During one of the first episodes of the popular HBO show Girls, Lena Dunham’s character Hannah tells her parents, “I don’t want to freak you out, but I think that I may be the voice of my generation—or at least a voice of a generation.” Dunham, who rose to fame after the success of Girls and her “First Time” campaign ad for Barack Obama in 2012, has truly come to see herself as exactly that, the voice of my generation. But, is she?
In her recently released book, “Not That Kind of Girl: A Young Woman Tells You What She’s ‘Learned’”, Dunham echoes the themes of “Girls”, which include — sex, dating, friends, food, mental illness and other issues facing young women today. But, as in the TV show, the underlying theme of every topic is almost always … sex.
To most people, sex is a part of life — a really great part of life, but not the main theme. To Dunham, however, everything in life revolves around sex. If you’re not having it (and constantly at that), there’s something wrong. It was sad to flip through Not That Kind of Girl and see her broken outlook on life painted so vividly.
Although the book is divided into five sections – Love and Sex, Body, Friendships, Work, and Big Picture – every subject revolves around sex. The chapter that promises to break out of this pattern is “Big Picture”, but even in this chapter she finds a way to bring sex into her discussion on life’s questions and our everyday struggles.
I didn’t have high hopes for her book, since I’ve never really been a fan of her show. But, I was struck by a quote that I read online prior to her book’s release, so I was intrigued.
There is nothing gutsier to me than a person announcing that their story is one that deserves to be told, especially if that person is a woman. As hard as we have worked and as far as we have come, there are still so many forces conspiring to tell women that our concerns are petty, our opinions aren’t needed.
I agree with this! And I think we can all agree on this. It is so amazing to hear women’s stories of life, liberty and the pursuit of happiness — because for so long women were often seen as second-class citizens.
My hope for Dunham’s book was that she would tell HER story. I wanted to read a book that chronicled her story; who she is and how she got to be where she is today. I don’t feel like I have much in common with her, but I bet if I was able to read her life story I would find something that I share with her. I wanted to hear about her dreams, her struggles, the good times and the bad. These are the stories that we want to hear from women. But, instead she played into the negative attitudes towards women that she described above.
In her chapter on “Body”, Dunham offers some advice to women who struggle with self-confidence, but her advice really only revolves around two extremes: self-deprecation or self-exposure to the point of nudity and sex on television. So, you either put yourself down or you exploit yourself on television. This is not the narrative that my friends and I want to hear, and it’s definitely not the one that we need to hear.

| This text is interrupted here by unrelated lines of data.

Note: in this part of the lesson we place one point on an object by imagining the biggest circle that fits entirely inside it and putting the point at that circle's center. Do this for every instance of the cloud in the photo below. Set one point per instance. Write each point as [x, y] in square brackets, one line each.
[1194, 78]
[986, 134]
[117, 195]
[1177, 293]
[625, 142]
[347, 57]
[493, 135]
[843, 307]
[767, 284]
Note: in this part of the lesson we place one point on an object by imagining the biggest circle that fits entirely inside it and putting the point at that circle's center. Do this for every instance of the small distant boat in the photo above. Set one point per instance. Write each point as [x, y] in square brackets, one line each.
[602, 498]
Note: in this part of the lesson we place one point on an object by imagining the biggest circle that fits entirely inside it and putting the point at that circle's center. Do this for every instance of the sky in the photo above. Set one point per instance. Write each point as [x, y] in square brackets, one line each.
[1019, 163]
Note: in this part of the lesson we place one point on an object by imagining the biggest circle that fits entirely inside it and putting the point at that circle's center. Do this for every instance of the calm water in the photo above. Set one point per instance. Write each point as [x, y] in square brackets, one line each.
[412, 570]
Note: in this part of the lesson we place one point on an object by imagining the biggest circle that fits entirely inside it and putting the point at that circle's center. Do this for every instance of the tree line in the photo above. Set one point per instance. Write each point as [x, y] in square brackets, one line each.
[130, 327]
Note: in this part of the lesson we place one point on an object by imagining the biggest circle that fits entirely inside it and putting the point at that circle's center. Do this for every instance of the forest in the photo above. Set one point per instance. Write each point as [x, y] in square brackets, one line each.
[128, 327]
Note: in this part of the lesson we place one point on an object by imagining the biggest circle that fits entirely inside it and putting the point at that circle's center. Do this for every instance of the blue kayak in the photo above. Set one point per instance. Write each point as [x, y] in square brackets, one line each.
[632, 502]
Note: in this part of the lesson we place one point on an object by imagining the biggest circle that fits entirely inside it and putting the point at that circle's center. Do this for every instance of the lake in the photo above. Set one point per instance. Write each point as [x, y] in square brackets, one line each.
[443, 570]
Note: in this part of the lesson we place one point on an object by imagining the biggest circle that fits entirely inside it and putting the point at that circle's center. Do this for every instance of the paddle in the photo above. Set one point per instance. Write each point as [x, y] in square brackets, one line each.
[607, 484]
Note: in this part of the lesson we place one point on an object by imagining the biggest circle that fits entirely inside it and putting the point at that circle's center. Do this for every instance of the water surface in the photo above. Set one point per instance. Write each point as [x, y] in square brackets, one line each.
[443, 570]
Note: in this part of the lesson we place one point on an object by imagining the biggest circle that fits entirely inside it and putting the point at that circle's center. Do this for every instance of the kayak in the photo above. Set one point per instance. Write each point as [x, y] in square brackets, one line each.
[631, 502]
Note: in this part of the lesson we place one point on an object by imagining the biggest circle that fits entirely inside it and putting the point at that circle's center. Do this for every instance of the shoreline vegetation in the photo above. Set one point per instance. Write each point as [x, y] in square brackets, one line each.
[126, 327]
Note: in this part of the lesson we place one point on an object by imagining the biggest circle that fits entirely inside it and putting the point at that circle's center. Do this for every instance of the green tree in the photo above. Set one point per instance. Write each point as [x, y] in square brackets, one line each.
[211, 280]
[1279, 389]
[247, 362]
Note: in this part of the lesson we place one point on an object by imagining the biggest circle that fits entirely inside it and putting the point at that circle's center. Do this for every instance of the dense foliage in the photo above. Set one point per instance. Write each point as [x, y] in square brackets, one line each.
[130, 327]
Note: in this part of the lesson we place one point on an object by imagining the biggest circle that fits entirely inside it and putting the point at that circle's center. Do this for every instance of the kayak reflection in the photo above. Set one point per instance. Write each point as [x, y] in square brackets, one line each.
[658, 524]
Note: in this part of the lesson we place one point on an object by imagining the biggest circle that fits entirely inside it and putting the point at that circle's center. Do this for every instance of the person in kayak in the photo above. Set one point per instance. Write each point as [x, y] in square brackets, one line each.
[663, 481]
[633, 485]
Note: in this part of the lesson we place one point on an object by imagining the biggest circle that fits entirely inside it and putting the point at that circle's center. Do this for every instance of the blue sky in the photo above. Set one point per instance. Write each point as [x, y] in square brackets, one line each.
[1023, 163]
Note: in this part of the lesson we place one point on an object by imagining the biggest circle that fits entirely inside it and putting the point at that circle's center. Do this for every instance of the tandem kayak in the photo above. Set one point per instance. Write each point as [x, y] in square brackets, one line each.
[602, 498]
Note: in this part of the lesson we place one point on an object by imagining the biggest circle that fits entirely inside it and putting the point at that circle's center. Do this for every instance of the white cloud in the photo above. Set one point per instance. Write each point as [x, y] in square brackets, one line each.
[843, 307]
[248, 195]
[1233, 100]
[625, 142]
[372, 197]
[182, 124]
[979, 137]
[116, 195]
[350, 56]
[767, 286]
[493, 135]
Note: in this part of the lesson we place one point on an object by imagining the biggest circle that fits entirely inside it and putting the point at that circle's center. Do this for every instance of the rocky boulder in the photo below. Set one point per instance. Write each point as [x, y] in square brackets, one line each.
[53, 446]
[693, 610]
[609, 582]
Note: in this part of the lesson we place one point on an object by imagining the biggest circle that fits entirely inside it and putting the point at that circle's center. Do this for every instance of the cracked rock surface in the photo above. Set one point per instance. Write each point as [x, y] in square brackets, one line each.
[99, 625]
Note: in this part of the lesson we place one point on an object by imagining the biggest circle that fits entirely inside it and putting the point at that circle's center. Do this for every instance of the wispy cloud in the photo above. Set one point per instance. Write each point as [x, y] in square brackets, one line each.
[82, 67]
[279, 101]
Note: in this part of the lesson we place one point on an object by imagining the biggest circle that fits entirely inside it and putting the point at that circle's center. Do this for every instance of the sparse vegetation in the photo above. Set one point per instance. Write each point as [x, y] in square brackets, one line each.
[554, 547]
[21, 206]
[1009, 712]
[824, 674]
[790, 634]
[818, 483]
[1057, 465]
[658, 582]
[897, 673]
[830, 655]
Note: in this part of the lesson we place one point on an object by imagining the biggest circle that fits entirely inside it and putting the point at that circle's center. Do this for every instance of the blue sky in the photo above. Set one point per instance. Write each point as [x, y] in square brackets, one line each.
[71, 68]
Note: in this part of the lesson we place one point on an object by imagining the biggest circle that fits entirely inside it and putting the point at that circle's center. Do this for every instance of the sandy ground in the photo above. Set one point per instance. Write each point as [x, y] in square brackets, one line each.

Dunham complained in a recent NPR interview, “I think when men share their experiences, it’s bravery and when women share their experiences, it’s some sort of—people are like, ‘TMI.’” This is certainly a fair reaction to Dunham because she is constantly giving us “too much information” (TMI).
Some of it, by the way, is downright propaganda for the abortion lobby. Look at the partners of her book tour — Planned Parenthood, Emily’s List and Lady Parts Justice are all co-sponsors. Or check out the #AskLena Youtube videos she made to promote her book.
My issue with Dunham and her book is nothing personal. I really don’t care what she does in the bedroom or that she’s constantly taking her clothes off on television. What I do care about, and what simultaneously bothers me, is that she has turned the feminist dream into a nightmare.
We need to hear from real women about their dreams, struggles, and how they overcame every obstacle in their way. These are the real women that the true feminists wanted to continue their fight, not celebrities like Lena Dunham who allow every discussion about life to be overtaken by sex and so-called women’s rights, which boil down to birth control and abortion-on-demand.
Feminist writer Rebecca Traister made the point that there are too few “Lena Dunhams”, meaning young women with large public platforms in the world today, and this could be the reason why Dunham is so popular. I agree, and I hope that more young women will speak up and become the true voices for this generation.
Because, especially after reading this book, I can say — Lena doesn’t speak for me, nor does she speak for my generation.
Women deserve better.
Kate Bryan writes from Washington, D.C.